Kunde nöckelt im tiefsten Winter: Manno, die Rosen sind aber teuer! ich lächle: Tanzen Sie doch mal drüber nach! Und drehe die Musik einfach etwas lauter…
Danke dafür, bitte auch dem Findesatzschenker weitergeben, mich deucht, das ist ein flinkdenkendes Menschenkind.
Herzliche Grüße, Ihre Frau Knobloch, zehenspitzwirbelnd.
Herrliches Bespiel. Dieses Blumenatelier würde ich sofort wieder betreten, wenn ich den Satz dort hören würde!
Die Findesatzschenkerin wird es lesen, denke ich. Sie schenkt immer tolle Sätze.
Ich sagte es schon öfter, sie muß eine kluge und lebenserfahrene Frau sein.
Ich möchte so vieles nachtanzen, aber nicht immer finde ich die richtigen Schritte dafür…
Diesmal war es nicht meine Tanzlehrerin, liebe Bruni, die Vermutung lag jedoch sehr nahe.

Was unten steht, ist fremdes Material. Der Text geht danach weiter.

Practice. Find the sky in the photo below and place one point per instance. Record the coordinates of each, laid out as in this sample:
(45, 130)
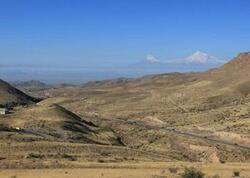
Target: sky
(101, 33)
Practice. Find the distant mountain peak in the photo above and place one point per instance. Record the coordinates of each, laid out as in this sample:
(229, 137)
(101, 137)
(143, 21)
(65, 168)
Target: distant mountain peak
(151, 59)
(201, 57)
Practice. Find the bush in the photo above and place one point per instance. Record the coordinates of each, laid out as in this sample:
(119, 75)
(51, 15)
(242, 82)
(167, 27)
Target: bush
(192, 173)
(236, 174)
(34, 155)
(173, 170)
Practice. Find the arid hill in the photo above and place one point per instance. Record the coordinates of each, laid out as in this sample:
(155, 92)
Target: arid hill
(178, 117)
(12, 96)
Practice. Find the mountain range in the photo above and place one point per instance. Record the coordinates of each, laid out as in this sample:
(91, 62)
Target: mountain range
(198, 61)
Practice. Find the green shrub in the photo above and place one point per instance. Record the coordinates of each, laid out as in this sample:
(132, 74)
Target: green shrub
(192, 173)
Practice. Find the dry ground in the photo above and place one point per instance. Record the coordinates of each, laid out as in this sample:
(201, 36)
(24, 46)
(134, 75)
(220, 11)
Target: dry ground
(126, 170)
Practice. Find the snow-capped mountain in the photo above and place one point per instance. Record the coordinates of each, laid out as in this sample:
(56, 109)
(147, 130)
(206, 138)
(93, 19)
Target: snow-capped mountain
(201, 57)
(151, 59)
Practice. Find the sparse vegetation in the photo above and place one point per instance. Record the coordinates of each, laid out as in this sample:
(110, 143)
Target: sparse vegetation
(192, 173)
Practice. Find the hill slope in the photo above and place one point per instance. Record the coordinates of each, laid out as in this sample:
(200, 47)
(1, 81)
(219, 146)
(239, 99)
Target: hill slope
(12, 96)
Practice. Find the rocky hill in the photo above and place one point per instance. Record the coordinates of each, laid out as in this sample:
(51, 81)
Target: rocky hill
(9, 95)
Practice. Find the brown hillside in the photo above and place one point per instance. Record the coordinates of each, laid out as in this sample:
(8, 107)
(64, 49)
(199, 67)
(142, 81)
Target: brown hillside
(12, 96)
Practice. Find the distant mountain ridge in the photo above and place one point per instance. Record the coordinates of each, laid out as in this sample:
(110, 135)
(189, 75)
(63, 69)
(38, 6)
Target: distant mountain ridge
(198, 61)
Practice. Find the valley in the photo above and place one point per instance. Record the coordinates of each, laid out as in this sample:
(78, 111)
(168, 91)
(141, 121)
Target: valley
(182, 119)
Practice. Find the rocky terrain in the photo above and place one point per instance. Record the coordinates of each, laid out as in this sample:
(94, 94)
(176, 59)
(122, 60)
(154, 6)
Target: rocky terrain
(198, 117)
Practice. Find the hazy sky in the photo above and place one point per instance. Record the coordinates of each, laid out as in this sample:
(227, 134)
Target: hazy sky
(117, 32)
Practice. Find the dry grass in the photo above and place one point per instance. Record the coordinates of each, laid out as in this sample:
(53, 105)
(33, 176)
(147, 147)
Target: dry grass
(141, 170)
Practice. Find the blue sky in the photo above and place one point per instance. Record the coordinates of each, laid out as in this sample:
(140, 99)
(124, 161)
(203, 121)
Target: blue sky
(76, 33)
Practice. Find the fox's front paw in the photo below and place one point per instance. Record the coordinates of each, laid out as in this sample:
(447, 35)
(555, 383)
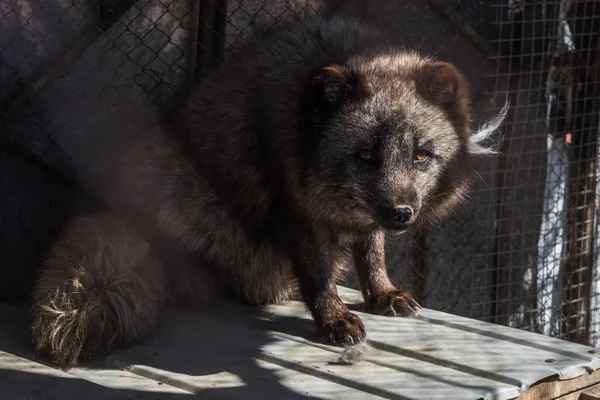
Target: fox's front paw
(346, 330)
(395, 303)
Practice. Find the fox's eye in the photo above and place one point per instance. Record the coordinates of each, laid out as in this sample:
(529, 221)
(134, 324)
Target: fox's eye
(421, 156)
(366, 155)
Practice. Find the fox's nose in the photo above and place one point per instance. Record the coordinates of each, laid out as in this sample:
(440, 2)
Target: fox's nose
(403, 214)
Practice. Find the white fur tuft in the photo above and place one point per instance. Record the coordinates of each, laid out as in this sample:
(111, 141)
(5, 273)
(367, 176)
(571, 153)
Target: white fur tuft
(477, 141)
(354, 354)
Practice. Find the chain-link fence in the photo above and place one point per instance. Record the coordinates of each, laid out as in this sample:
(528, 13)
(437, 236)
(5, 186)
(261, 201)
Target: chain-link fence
(522, 253)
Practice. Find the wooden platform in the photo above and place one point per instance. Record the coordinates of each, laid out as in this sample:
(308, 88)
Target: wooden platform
(240, 352)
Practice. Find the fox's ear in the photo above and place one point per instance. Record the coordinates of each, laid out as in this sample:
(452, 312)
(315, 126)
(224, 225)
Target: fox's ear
(332, 85)
(442, 84)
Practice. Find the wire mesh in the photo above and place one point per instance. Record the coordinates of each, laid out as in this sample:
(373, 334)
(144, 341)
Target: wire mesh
(522, 253)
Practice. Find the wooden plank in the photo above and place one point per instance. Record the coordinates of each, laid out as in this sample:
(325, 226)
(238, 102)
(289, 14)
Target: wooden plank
(553, 388)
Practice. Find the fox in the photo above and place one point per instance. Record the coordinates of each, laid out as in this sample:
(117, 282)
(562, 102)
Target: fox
(286, 167)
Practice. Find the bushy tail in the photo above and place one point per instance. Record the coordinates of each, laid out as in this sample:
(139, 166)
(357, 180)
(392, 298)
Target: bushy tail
(100, 287)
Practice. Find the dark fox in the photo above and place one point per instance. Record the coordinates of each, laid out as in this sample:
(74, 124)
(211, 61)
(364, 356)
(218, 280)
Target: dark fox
(286, 166)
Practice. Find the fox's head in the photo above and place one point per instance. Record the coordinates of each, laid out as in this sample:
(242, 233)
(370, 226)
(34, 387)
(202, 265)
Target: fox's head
(392, 140)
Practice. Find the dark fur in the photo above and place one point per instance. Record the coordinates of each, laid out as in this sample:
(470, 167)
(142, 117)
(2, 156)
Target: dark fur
(266, 187)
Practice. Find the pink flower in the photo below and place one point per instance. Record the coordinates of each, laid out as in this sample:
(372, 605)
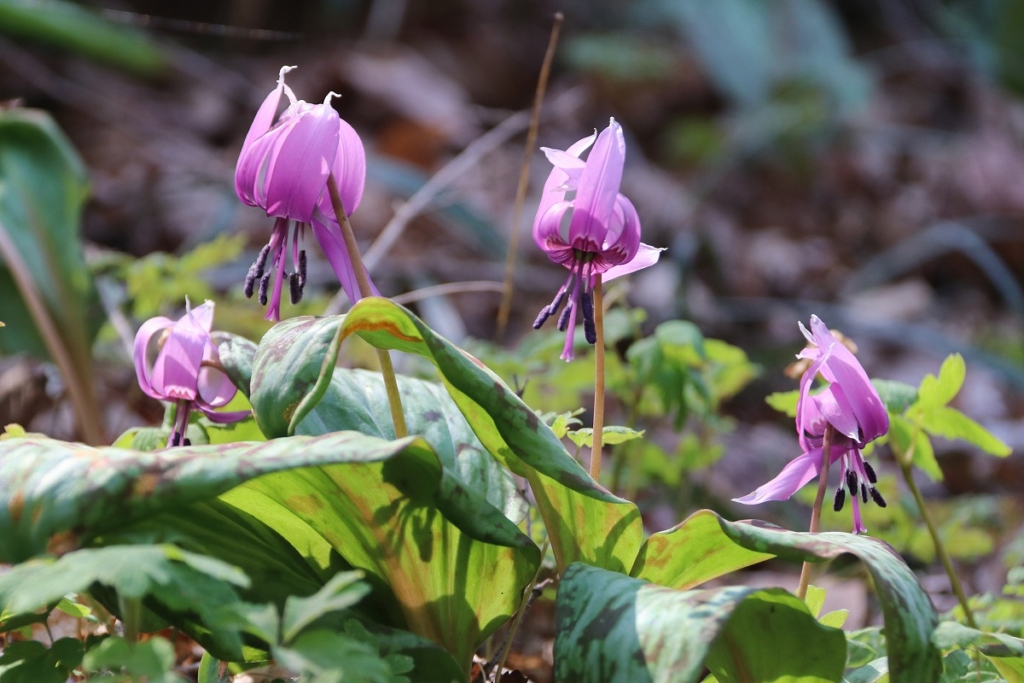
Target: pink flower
(284, 169)
(856, 414)
(603, 233)
(184, 372)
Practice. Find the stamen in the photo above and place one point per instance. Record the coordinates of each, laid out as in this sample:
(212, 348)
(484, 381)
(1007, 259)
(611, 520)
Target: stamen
(264, 285)
(589, 329)
(840, 499)
(877, 497)
(563, 319)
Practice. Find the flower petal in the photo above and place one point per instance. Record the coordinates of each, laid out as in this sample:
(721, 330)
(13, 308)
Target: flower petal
(646, 256)
(328, 233)
(798, 472)
(142, 372)
(296, 177)
(598, 189)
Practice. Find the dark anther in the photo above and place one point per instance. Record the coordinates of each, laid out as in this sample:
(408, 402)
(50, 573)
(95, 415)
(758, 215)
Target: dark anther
(250, 282)
(589, 329)
(563, 319)
(260, 262)
(264, 284)
(877, 497)
(840, 499)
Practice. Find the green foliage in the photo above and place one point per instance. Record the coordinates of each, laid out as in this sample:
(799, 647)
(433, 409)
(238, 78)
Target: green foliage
(68, 26)
(159, 279)
(44, 187)
(616, 628)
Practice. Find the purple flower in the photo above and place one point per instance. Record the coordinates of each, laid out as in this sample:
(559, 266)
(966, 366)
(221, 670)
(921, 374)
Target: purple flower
(185, 371)
(857, 415)
(284, 169)
(603, 233)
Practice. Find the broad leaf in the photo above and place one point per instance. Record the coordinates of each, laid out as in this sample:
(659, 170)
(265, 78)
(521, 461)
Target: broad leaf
(289, 360)
(695, 551)
(612, 627)
(909, 616)
(584, 521)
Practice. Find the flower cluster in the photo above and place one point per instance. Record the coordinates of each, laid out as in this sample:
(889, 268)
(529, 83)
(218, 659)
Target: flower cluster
(186, 370)
(852, 407)
(603, 232)
(285, 166)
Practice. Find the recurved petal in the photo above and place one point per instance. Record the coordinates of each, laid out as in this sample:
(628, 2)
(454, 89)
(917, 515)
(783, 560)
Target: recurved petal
(177, 367)
(349, 171)
(843, 368)
(297, 175)
(646, 256)
(145, 333)
(598, 189)
(328, 233)
(798, 472)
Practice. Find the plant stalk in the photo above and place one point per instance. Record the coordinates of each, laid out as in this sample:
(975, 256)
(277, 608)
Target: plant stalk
(805, 570)
(387, 370)
(520, 191)
(595, 452)
(907, 469)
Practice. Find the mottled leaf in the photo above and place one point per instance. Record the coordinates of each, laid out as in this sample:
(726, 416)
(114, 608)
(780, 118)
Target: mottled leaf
(691, 553)
(615, 628)
(584, 521)
(909, 616)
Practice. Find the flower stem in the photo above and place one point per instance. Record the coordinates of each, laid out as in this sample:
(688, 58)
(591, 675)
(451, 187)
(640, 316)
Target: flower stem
(805, 571)
(520, 193)
(387, 370)
(906, 468)
(595, 452)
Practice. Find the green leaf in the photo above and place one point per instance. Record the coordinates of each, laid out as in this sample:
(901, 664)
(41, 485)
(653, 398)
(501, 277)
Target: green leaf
(611, 435)
(897, 396)
(43, 187)
(290, 358)
(784, 401)
(584, 521)
(908, 614)
(951, 424)
(612, 627)
(691, 553)
(341, 592)
(938, 391)
(69, 27)
(387, 508)
(901, 432)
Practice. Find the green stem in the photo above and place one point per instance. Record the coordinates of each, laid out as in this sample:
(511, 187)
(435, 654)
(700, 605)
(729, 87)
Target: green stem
(595, 452)
(906, 468)
(387, 370)
(805, 570)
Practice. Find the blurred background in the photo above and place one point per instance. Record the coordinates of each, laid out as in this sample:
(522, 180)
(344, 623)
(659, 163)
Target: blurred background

Eine andere wunderbare Satzschenkerin war es diesmal.
Ich glaube, wir tragen immer unseren eigenen Tanz in uns und da gibt es kein richtig und falsch…
Mir gefällt er auch auch dieser Satz und ich finde, das sollten wir viel häufiger machen, darüber nachtanzen und den Satz im Sprachgebrauch aufnehmen.
Liebe Grüße, Marion
absolut! :) ist der körper in bewegung, kann man wunderbar nachdenken :)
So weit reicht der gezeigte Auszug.